Of course having to leave your name on the mortgage presents its own set of concerns. What if the spouse staying in the home defaults on the loan? The mortgage company will certainly come after both parties. Generally parties will agree, or courts will order, that the home be immediately sold in the event of a missed mortgage payment; this poses another challenge to our clients.
Let's assume that the parties agree, or the court orders, that the house will be sold. For the roughly 9 out of 10 families who are upside down, a sale will mean digging into their pockets or drawing from another asset to come to the table with money. Sometimes this can be tens of thousands of dollars. The reality is that the average family does not have that kind of money. Thus, reality further sets in, leaving them in the position of having essentially 2 options: short sale or foreclosure. I will state that prior to 2007, our attorneys had never heard the term "short sale." Today, it is commonplace. With no one wanting the marital home and no one having the funds to bring to the closing table, the reality is that short sale or foreclosure are now common resolutions to disposition of the marital home.

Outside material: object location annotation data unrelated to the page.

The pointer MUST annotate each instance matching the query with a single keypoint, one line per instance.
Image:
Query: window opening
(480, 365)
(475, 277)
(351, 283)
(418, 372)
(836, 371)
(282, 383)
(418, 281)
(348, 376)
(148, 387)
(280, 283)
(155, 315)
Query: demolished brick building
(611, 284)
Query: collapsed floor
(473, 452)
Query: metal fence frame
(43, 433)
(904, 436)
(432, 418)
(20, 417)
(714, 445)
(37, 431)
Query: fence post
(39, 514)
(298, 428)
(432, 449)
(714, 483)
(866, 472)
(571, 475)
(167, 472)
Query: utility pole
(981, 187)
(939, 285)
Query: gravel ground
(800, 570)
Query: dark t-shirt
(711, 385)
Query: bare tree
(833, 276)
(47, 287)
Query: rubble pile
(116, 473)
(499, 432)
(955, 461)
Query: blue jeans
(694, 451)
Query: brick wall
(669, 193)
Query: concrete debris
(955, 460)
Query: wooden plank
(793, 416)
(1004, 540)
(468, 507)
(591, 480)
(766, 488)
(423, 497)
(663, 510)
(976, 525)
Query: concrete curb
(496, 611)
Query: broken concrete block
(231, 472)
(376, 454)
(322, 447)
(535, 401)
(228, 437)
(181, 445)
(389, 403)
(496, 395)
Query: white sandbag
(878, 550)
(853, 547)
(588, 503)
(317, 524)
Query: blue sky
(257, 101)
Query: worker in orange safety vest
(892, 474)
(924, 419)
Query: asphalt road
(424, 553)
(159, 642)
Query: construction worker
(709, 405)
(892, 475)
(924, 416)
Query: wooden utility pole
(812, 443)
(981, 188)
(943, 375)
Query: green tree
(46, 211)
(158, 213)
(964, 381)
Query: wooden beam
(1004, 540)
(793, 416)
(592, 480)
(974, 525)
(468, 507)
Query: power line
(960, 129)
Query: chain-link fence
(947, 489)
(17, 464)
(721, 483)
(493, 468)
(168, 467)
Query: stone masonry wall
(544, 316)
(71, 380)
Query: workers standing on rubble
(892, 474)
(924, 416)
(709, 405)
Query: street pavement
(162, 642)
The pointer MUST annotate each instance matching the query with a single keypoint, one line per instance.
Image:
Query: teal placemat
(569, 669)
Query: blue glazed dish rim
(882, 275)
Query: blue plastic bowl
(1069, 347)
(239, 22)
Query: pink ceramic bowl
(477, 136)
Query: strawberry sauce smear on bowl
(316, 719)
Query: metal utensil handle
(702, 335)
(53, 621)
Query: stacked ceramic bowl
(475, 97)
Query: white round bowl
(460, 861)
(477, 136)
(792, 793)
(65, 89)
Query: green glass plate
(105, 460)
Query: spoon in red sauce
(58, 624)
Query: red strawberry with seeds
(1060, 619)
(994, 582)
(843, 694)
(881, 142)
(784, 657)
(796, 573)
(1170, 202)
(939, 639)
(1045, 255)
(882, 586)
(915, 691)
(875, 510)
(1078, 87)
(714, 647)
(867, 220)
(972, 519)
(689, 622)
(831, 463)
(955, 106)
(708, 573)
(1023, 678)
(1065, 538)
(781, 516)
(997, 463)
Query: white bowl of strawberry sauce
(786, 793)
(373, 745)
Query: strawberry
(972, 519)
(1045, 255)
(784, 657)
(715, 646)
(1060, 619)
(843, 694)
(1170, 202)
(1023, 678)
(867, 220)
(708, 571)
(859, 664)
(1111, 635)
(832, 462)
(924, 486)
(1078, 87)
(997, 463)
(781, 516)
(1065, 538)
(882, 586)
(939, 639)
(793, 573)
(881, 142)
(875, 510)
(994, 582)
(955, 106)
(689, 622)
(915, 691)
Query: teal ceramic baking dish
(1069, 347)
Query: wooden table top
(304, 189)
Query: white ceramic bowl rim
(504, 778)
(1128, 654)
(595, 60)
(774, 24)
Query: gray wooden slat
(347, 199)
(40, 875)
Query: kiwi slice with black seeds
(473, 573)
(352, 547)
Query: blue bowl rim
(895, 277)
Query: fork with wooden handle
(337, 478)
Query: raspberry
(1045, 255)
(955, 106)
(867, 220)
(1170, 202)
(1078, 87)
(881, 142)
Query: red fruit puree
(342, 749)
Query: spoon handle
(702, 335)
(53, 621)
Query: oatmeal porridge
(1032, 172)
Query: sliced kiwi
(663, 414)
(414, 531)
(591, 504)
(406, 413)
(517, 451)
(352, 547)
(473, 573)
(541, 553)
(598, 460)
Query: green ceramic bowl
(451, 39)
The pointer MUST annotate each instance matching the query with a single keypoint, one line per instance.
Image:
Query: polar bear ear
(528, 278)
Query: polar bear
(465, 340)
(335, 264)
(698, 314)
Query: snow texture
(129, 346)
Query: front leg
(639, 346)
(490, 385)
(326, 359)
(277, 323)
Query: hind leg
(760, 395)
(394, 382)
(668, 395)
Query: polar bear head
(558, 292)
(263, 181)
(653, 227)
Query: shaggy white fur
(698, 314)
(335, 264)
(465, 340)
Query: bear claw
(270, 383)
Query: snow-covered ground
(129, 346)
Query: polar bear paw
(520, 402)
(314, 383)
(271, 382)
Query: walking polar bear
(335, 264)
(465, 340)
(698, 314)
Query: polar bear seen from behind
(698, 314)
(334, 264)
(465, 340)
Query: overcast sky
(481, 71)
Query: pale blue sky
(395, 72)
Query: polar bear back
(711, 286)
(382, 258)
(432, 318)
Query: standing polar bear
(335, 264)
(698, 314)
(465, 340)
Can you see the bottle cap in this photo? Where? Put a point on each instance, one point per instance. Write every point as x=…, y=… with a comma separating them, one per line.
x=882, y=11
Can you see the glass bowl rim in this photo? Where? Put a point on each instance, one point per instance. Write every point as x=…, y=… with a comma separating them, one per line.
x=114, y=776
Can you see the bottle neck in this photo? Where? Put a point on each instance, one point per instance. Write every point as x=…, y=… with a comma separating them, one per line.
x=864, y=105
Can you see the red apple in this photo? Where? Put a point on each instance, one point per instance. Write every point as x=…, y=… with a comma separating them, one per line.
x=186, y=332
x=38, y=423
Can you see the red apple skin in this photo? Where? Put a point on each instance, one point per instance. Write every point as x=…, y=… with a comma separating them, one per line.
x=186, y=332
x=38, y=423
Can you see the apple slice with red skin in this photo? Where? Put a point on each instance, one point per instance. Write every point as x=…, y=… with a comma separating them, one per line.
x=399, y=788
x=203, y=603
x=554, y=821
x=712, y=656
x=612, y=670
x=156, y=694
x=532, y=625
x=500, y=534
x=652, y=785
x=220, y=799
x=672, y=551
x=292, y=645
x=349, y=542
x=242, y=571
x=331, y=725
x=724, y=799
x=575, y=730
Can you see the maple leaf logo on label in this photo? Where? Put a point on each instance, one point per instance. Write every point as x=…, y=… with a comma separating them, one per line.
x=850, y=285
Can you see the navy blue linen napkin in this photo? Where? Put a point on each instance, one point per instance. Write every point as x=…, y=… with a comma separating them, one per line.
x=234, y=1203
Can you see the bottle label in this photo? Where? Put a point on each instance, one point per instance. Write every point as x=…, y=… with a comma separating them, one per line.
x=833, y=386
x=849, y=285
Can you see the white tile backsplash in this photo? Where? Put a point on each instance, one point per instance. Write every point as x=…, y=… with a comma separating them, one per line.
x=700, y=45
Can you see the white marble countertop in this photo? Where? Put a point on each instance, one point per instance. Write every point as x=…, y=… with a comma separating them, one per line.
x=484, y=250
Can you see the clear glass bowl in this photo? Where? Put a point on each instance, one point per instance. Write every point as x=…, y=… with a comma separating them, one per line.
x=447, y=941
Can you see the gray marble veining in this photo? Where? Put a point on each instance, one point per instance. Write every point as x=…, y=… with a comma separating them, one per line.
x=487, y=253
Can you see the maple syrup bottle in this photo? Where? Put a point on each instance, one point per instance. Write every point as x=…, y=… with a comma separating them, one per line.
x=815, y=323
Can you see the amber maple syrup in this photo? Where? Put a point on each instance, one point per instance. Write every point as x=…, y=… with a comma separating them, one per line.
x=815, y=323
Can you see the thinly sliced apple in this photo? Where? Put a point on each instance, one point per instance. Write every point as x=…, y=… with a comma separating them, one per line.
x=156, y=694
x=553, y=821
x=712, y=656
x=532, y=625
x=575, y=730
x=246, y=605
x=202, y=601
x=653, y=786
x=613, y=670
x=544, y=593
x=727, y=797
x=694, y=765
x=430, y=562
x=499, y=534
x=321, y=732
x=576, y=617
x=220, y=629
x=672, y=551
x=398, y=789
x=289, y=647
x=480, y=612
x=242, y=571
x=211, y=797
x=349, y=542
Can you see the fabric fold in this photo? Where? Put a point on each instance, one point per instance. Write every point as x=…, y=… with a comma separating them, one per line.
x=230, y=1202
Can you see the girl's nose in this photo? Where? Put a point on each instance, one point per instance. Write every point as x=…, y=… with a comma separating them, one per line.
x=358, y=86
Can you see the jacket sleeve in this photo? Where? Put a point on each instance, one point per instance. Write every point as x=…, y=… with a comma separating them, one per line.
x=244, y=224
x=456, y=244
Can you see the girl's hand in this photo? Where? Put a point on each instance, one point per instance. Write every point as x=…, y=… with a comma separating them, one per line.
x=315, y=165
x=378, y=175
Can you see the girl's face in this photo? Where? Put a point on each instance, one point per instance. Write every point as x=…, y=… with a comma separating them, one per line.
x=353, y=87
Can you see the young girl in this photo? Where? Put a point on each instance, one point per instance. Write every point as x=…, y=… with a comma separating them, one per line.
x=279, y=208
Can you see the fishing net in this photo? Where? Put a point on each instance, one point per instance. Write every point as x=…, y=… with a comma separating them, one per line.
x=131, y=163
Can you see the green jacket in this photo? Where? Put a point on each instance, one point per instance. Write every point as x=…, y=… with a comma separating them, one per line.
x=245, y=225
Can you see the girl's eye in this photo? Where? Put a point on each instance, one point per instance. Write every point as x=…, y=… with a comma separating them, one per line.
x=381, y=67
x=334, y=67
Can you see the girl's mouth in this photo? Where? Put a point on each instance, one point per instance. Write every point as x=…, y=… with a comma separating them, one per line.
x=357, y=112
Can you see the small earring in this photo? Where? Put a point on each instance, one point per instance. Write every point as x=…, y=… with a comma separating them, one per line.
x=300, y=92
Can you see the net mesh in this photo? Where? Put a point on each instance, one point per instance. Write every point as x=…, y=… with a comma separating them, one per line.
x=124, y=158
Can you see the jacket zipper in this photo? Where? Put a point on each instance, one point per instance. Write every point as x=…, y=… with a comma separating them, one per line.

If one party wants to foreclose and the other does not, bankruptcy may be just around the corner. We sometimes see bankruptcies filed while the divorce case is pending. The insolvent party generally knows to do this before the court enters orders regarding the home. Some people get out of their court ordered or agreed upon orders regarding the home, after the fact, via Chapter 13, which can provide post divorce protections that Chapter 7 cannot. Thus, someone may have his or her debt absolved while the other is left holding the bag.
The primary thing that we attorneys can do today, besides remembering the olden days, is to make sure that we help our clients arrive at appropriate agreements, covering all the angles:
1. Providing your client who is keeping the home ample time, at least 1 year, to refinance prior to a forced sale.
2. Providing protective language to our clients not keeping the home, including insisting on a set time to refinance and insisting on language regarding sale in the event of a missed mortgage payment.
3. If our client is the one not keeping the home, we will generally insist on language indicating that the party keeping the home shall be solely responsible for any debt related to the home and shall indemnify and hold our client harmless.
4. In the event of a sale where there is no equity, we will insist on specific language indicating that any liabilities or money owed, including that to be brought to the closing table, will be split (generally equally). We will also insist on specific language as to the house being put on the market expeditiously and kept on the market, in sellable condition, until sold.
5. Sadly, in some cases, the parties actually agree that the home will go into foreclosure and that neither will be responsible for the debt, as they are both filing for bankruptcy.
At Plog & Stein, we hope that the good old days come back to Denver and that people are able to view their homes as an asset worth fighting over. Today, it seems people are left fighting over how to split a negative. Our attorneys can help you resolve what to do with your home in the divorce case, whether it is upside down or right side up. The key is specificity in any agreement or order.